Weyes Blood

The 7 must-see acts at Pitchfork Music Festival London 2023

As the clocks go back and winter draws nearer, London’s live music scene shows no sign of cooling down, with the annual Pitchfork Music Festival London set to host its third edition. 

Spanning a week from 7th to 13th November 2023, it promises to build on the enormous success of last year, with some of the most exciting acts from around the world performing in iconic venues all over the capital. With last-minute tickets still up for grabs (get yours here), here are seven acts you simply can’t afford to miss.

Ezra Collective

When: 7th November

Where: Royal Albert Hall

Ezra Collective

Credit: Press

Fresh off their historic Mercury Prize win for their album Where I’m Meant To Be, Ezra Collective will grace the stage of the Royal Albert Hall to open this year’s festival. The quintet, comprised of drummer Femi Koleoso, bassist TJ Koleoso, keyboardist Joe Armon-Jones, trumpeter Ife Ogunjobi, and saxophonist James Mollison, made history by becoming the first jazz act to win the Mercury Prize. 

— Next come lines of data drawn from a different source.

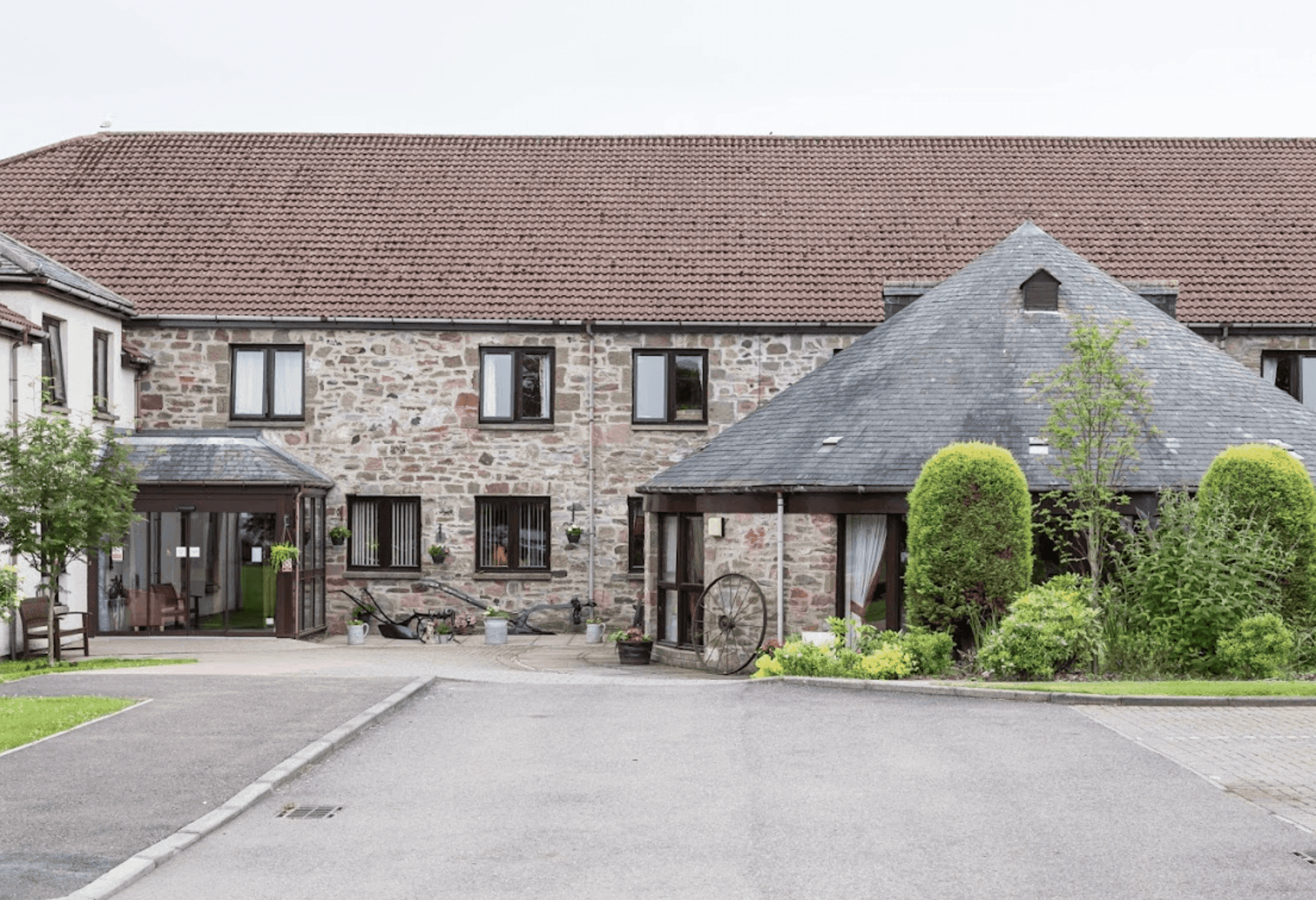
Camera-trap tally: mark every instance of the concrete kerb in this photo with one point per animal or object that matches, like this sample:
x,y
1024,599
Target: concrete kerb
x,y
140,864
1065,698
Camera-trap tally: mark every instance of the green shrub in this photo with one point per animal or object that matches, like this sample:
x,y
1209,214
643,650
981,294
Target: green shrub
x,y
970,539
810,660
1049,628
1187,580
931,652
1264,482
1257,648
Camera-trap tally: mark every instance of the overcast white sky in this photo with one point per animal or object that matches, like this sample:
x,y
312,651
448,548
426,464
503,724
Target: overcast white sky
x,y
1139,69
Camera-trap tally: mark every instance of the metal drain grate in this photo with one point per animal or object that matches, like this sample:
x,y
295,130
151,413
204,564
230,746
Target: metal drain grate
x,y
292,811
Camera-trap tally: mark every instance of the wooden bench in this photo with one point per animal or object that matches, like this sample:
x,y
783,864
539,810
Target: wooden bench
x,y
35,612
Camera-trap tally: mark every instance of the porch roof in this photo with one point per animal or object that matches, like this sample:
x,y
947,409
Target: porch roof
x,y
955,367
232,457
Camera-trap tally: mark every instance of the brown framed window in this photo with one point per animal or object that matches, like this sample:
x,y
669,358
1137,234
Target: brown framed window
x,y
101,371
669,386
385,532
267,382
681,578
53,362
1293,373
636,535
516,385
512,533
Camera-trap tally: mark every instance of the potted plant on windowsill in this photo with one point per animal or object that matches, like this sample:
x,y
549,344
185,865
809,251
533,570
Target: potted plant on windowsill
x,y
635,648
495,624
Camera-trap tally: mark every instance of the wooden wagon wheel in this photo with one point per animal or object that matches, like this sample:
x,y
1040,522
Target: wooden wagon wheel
x,y
735,620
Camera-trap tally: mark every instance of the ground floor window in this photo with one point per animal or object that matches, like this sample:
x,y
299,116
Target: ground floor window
x,y
681,578
385,532
870,570
512,533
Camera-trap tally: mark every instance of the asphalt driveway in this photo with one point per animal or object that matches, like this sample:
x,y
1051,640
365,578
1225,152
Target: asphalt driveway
x,y
735,790
80,803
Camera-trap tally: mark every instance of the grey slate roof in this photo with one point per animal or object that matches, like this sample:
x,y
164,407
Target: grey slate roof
x,y
20,264
230,457
955,367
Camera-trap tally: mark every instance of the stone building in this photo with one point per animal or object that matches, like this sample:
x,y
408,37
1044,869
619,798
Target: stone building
x,y
481,341
836,454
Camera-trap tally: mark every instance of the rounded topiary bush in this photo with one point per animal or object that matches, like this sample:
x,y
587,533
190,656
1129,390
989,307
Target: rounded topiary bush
x,y
970,539
1264,482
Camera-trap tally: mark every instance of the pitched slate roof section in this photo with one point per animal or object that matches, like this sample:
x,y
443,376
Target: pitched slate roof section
x,y
688,229
215,458
21,265
955,367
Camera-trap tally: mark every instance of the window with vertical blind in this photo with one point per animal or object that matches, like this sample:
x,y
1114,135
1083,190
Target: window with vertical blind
x,y
385,532
267,383
516,385
512,533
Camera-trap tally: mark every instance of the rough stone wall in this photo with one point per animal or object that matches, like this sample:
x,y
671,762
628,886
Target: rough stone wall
x,y
749,548
397,412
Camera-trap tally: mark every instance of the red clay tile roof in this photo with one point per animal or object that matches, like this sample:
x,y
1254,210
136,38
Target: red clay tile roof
x,y
14,321
652,228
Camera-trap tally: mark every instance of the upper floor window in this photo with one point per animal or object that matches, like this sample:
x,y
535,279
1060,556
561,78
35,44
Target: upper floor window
x,y
1294,373
385,532
267,382
636,535
101,371
516,385
512,533
670,386
53,362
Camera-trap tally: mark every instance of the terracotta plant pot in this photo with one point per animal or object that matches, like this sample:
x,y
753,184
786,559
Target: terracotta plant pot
x,y
635,653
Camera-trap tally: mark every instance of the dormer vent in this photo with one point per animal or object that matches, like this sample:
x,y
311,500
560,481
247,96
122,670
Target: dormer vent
x,y
1041,292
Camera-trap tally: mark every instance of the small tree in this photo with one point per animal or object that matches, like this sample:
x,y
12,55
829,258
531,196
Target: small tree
x,y
67,492
1100,412
1264,482
970,538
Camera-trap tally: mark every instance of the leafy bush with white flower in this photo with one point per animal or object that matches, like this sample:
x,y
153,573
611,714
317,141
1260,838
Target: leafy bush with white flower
x,y
1050,628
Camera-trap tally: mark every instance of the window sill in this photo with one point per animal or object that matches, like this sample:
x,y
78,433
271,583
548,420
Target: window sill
x,y
266,423
516,427
397,574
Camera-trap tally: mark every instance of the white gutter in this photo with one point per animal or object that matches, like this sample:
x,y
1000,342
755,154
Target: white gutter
x,y
781,564
588,329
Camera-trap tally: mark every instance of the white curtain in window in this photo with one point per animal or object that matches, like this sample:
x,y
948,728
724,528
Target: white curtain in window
x,y
249,383
497,386
287,382
652,388
865,540
1308,380
406,535
365,532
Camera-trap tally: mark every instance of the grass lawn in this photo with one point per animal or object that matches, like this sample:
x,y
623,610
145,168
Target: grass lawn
x,y
14,670
24,720
1165,689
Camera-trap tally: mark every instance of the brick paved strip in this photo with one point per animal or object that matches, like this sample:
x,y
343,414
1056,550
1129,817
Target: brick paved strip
x,y
1265,755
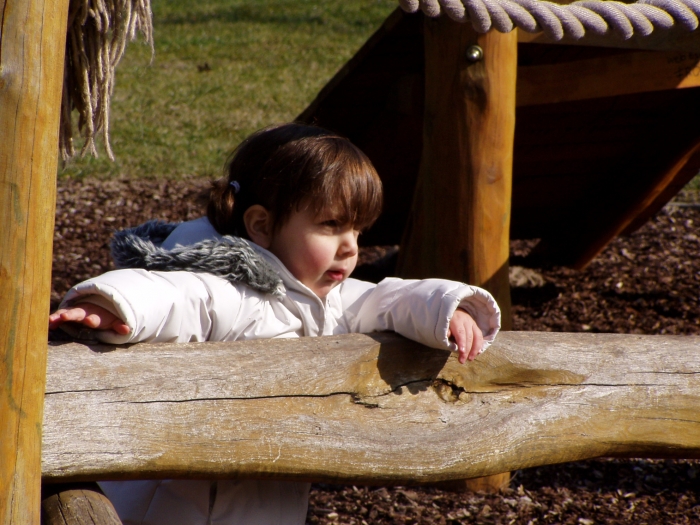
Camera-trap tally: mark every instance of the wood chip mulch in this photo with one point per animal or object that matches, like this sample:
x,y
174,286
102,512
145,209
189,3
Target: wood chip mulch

It’s an accolade that has massive ramifications for the UK jazz scene. Ezra’s fusion of jazz, hip-hop, and afrobeat is impossible not to be energised by, and you’ll probably spend the entire evening on your feet. 

Weyes Blood 

When: 13th November

Where: Hammersmith Apollo

weyes blood

Credit: Getty

Weyes Blood will be closing out the festival at the Hammersmith Apollo. Her latest album explores poignant themes of social anxiety. In our review, whynow gave the album four stars, saying: “With rich vocals that are somehow both deeply emotional and entirely cut off, lyrics that are relatable without offering any advice, and music that plays with the familiar and the uncanny, the unprecedented becomes art in her hands.” 

Alabaster Deplume at KOKO

When: 10th November

Where: KOKO Camden

alabaster deplume

Credit: Press

Alabaster DePlume is a Mancunian saxophonist, composer, and spoken word artist. Known for his unique blend of ethereal jazz and poetic storytelling, it isn’t easy to place him in one category. After a misspent youth that featured a spell amongst a “strange little group” who were “happy to scare people” by carrying knives, Alabaster thankfully turned to music instead. Still, it’s a background that clearly inspired rich material for his music, evidenced in his excellent recent album, Come With Fierce Grace. 

Balming Tiger

When: 8th November

Where: Village Underground

balming tiger

Credit: Nikolai Ahn

Defying the stereotypes that have emerged in the last decade around Korean music, Balming Tiger are playing a sold-out show at the excellent, wonderfully acoustic Village Underground. Celebrated for their hits like ‘Just Fun!’ and collaborations with BTS, the band are keen to broaden the scope of how Western audiences perceive Korean musical acts. 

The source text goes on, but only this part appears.